Whether performed at home or at a spa, dry skin brushing has become an increasingly popular way to exfoliate and boost overall skin health. Various sources credit dry brushing with a plethora of skin benefits, ranging from softer, clearer skin to reduced appearance of cellulite—could it be so? Many devotees of dry brushing also swear by its ability to rid the body of toxins.
In a New York Times article, professor of dermatology Dr. Tina S. Alster separates dry brushing myth from fact. She is dubious that the process provides any serious detoxification since the liver, not the skin, is the largest eliminative organ. There are several benefits to be had, however. Comparing its effects to those of a “brisk walk” and a “massage,” she acknowledges that dry brushing increases circulation, removes dead skin cells, decreases bloating, and aids the lymphatic system (the lymphatic system carries fluid to the heart and plays a key role in immunity). As far a cellulite is concerned, we may be hoping for too much. Cellulite involves fat within fibrous connective tissue, and according to dermatologist Dr. Carolyn Jacob, dry brushing cannot alter those fibrous bands. Shoot.
Nonetheless, dry brushing may be worth a try. In my own experience, dry brushing every morning helps me feel at once alert and relaxed. It’s my preferred method of daily exfoliation (as much as do I love DIY body scrubs) since it makes my skin soft without over-drying it. It’s also super easy and mess-free.
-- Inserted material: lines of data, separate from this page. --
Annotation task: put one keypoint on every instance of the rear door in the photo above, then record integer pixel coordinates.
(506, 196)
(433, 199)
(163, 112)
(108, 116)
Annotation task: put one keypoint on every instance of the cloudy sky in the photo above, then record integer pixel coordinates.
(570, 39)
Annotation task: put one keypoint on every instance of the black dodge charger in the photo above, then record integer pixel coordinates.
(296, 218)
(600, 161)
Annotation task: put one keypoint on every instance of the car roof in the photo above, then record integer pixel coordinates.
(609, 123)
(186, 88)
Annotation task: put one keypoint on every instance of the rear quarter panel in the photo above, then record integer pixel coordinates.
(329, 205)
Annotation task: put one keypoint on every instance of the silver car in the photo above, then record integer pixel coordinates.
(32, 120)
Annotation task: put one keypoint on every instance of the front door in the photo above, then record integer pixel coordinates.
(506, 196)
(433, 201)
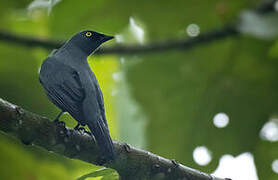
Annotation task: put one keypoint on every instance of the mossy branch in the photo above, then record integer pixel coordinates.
(131, 163)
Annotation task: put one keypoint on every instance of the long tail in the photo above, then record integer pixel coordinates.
(101, 134)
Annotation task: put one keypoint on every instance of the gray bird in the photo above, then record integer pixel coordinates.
(72, 86)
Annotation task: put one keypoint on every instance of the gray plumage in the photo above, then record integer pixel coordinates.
(72, 86)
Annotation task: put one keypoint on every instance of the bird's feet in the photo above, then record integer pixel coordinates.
(59, 123)
(81, 129)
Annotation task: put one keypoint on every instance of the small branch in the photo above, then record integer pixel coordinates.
(131, 163)
(183, 44)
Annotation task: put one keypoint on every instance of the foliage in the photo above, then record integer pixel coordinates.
(166, 100)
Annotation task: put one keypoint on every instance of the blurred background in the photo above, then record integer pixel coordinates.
(213, 107)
If you’re interested, here’s how to dry brush:
1. Find an awesome brush. While loofahs and exfoliating gloves may help you achieve similar results, they can often be too harsh for sensitive skin. If you are concerned about skin irritation but want to try dry brushing, use a very light touch the for the first few weeks and monitor how your skin reacts. Gradually increase the pressure as you see fit. Hydrea London makes an ethically sourced vegan body brush. If you’re like me and are concerned about cleanliness, wash your brush with gentle soap and warm water once a week. In my experience, dry brushing has improved pesky body acne.
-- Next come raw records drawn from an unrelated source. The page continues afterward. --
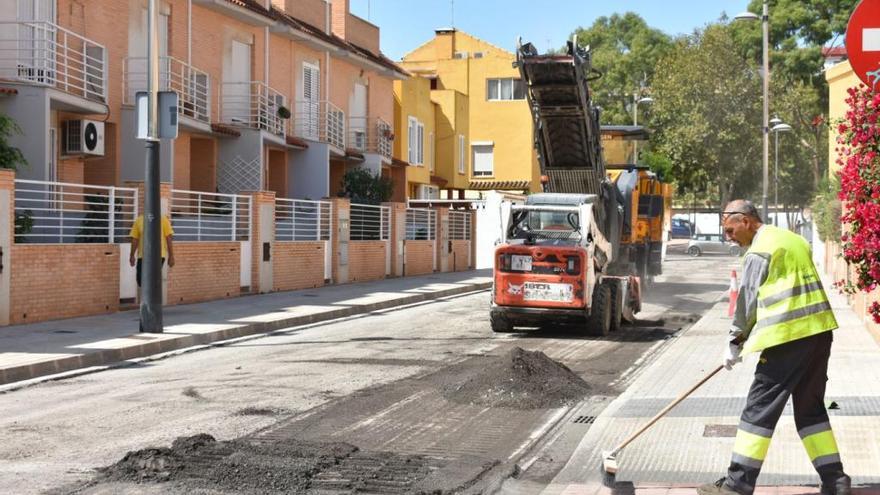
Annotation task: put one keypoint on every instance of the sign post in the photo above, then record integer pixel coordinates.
(863, 42)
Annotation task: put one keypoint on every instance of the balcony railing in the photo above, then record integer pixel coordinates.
(254, 104)
(320, 121)
(46, 54)
(370, 136)
(192, 85)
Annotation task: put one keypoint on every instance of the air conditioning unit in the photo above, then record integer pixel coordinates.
(428, 192)
(84, 137)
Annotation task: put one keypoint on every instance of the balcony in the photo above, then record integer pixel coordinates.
(192, 85)
(320, 121)
(45, 54)
(370, 136)
(256, 105)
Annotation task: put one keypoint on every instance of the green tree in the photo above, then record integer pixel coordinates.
(10, 156)
(365, 187)
(706, 113)
(626, 50)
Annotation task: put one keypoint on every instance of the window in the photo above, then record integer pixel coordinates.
(483, 160)
(505, 89)
(431, 151)
(416, 141)
(462, 164)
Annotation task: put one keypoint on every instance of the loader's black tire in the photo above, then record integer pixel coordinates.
(616, 305)
(500, 324)
(599, 321)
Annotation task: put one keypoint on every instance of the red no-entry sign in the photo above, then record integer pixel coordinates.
(863, 42)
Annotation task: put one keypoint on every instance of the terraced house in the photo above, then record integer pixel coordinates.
(482, 130)
(277, 100)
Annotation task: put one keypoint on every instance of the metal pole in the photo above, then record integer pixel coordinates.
(151, 289)
(776, 180)
(765, 21)
(635, 124)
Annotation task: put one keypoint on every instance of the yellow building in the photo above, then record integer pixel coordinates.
(483, 138)
(415, 143)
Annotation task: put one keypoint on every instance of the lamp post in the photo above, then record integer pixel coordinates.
(636, 101)
(765, 21)
(778, 126)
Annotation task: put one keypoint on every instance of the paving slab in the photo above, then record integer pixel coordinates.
(693, 443)
(36, 350)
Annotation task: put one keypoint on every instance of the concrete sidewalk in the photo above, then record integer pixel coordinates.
(40, 349)
(693, 443)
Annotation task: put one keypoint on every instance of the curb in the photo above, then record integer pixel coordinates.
(109, 356)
2. Brush before you shower. The entire brushing process takes somewhere between two and five minutes depending on your pace.
3. Always brush toward the heart. Brushing in long, upward strokes, begin with the bottoms of your feet and work your way up both legs, making sure to brush every side. Follow this technique on your arms and back. Some guidelines instruct brushing your stomach counter clockwise with the theory that tracing the intestinal tract aids in elimination. Avoid brushing delicate areas. Your skin should feel pleasantly warm and tingly—not irritated.